Kirkus Reviews QR Code
OUT THERE IN THE DARK by Wesley Strick

OUT THERE IN THE DARK

by Wesley Strick

Pub Date: Feb. 14th, 2006
ISBN: 0-312-34381-7
Publisher: Dunne/St. Martin's

Screenwriter Strick’s debut novel gives neo-noir treatment to a tale of corruption and red-baiting in 1940s Hollywood.

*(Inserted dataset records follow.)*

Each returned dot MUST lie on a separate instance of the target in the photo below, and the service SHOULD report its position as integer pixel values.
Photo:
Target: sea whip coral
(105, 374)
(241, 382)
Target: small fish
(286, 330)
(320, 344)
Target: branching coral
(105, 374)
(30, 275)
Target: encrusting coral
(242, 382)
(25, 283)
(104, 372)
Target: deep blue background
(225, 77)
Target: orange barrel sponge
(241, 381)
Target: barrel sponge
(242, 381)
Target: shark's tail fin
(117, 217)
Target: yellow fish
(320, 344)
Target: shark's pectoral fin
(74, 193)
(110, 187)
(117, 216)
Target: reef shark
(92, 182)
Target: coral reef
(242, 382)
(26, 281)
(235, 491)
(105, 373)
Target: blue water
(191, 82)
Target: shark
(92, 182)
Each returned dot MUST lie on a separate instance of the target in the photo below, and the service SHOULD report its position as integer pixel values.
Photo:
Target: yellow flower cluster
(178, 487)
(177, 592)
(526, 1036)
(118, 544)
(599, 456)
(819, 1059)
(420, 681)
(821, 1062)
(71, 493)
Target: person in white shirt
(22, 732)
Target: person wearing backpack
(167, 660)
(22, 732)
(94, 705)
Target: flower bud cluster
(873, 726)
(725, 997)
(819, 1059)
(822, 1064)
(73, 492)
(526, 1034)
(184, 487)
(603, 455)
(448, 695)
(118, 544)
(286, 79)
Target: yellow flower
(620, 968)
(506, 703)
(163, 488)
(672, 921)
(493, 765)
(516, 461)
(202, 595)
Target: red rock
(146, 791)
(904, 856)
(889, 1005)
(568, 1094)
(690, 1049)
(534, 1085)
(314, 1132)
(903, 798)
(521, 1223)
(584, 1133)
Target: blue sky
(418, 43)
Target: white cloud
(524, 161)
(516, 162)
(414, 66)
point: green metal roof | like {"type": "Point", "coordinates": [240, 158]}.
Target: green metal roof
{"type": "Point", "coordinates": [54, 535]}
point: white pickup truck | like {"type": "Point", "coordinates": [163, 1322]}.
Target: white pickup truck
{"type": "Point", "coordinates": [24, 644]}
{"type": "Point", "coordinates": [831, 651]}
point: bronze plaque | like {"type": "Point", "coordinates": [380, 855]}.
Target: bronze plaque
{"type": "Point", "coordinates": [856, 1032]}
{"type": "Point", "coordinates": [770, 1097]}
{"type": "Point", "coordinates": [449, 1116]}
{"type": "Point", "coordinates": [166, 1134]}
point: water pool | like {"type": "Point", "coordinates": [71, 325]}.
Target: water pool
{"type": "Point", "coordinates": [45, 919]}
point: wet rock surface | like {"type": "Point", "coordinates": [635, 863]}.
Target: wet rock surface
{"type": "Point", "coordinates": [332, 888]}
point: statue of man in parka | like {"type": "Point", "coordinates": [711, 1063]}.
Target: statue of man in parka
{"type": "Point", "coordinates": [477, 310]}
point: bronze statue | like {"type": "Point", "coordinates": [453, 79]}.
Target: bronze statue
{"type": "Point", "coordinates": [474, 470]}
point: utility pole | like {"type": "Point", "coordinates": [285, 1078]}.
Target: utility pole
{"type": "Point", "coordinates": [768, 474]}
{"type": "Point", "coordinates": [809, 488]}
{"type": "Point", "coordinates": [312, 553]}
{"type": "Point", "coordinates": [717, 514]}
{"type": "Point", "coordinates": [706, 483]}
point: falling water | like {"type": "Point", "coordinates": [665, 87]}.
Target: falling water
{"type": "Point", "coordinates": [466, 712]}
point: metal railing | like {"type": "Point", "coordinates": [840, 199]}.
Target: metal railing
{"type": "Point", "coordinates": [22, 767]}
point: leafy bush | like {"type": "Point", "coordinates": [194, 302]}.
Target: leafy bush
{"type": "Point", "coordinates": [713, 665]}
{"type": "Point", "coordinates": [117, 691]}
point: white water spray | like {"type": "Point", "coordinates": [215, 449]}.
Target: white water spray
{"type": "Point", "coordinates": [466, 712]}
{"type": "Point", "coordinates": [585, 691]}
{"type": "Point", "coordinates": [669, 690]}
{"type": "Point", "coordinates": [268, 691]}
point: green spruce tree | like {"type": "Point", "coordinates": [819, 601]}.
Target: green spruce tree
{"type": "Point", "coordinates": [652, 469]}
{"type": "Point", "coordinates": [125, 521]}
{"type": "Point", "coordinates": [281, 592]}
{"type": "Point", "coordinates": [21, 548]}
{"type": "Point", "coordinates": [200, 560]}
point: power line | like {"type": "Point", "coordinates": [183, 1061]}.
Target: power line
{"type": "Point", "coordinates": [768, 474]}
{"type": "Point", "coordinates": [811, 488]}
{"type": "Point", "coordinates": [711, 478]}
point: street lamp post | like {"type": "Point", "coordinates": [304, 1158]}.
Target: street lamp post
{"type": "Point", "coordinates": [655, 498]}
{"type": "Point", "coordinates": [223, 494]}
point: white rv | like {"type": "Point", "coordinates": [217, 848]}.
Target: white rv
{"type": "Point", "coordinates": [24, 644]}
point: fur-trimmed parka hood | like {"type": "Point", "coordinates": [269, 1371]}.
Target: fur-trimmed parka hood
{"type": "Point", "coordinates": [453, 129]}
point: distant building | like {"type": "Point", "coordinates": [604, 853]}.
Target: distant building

Arthur Lustig, head of Superior Pictures, is not happy that B-movie star Harley Hayden is dating Lustig’s gorgeous daughter Eleanor. The studio chief hires disgraced ex-cop Roarke to trail this upstart employee, but the flatfoot finds midwesterner Hayden as clean-cut as his appearance. The plot thickens when the actor himself hires Roarke to investigate Derek Sykes, a director who’s been giving him trouble on the set. Hayden believes Sykes is hiding something, especially after he discovers that the director is a German named Deiter Seife masquerading as an Englishman. Roarke’s investigation leads him to celebrity psychologist Dr. Jasper Ridley’s sinister “facility,” where a series of semi-slapstick encounters with the violent orderlies leads Roarke to conclude that Sykes/Seife is smuggling Nazi propaganda into the country. The director is immediately dismissed from Superior Pictures by an outraged Lustig. Hayden goes on to become a national hero and builds a career on his efforts to “cleanse” Hollywood, acquiring a few dirty secrets of his own along the way. Quintessential noir tough guy Roarke occasionally breaks character for displays of conscience that feel forced. But the atmosphere of hypocrisy and fear percolating below a glittering veneer is ably captured by an author clearly well acquainted with the vagaries of the Hollywood machine, no matter what the decade. Interesting bits of filmic lore sprinkled throughout the text don’t entirely make up for the fact that neither Strick’s exposé of Tinseltown’s nasty underbelly nor his central theme of innocence lost are exactly revelatory.

Feels almost as hollow as the showbiz world it portrays.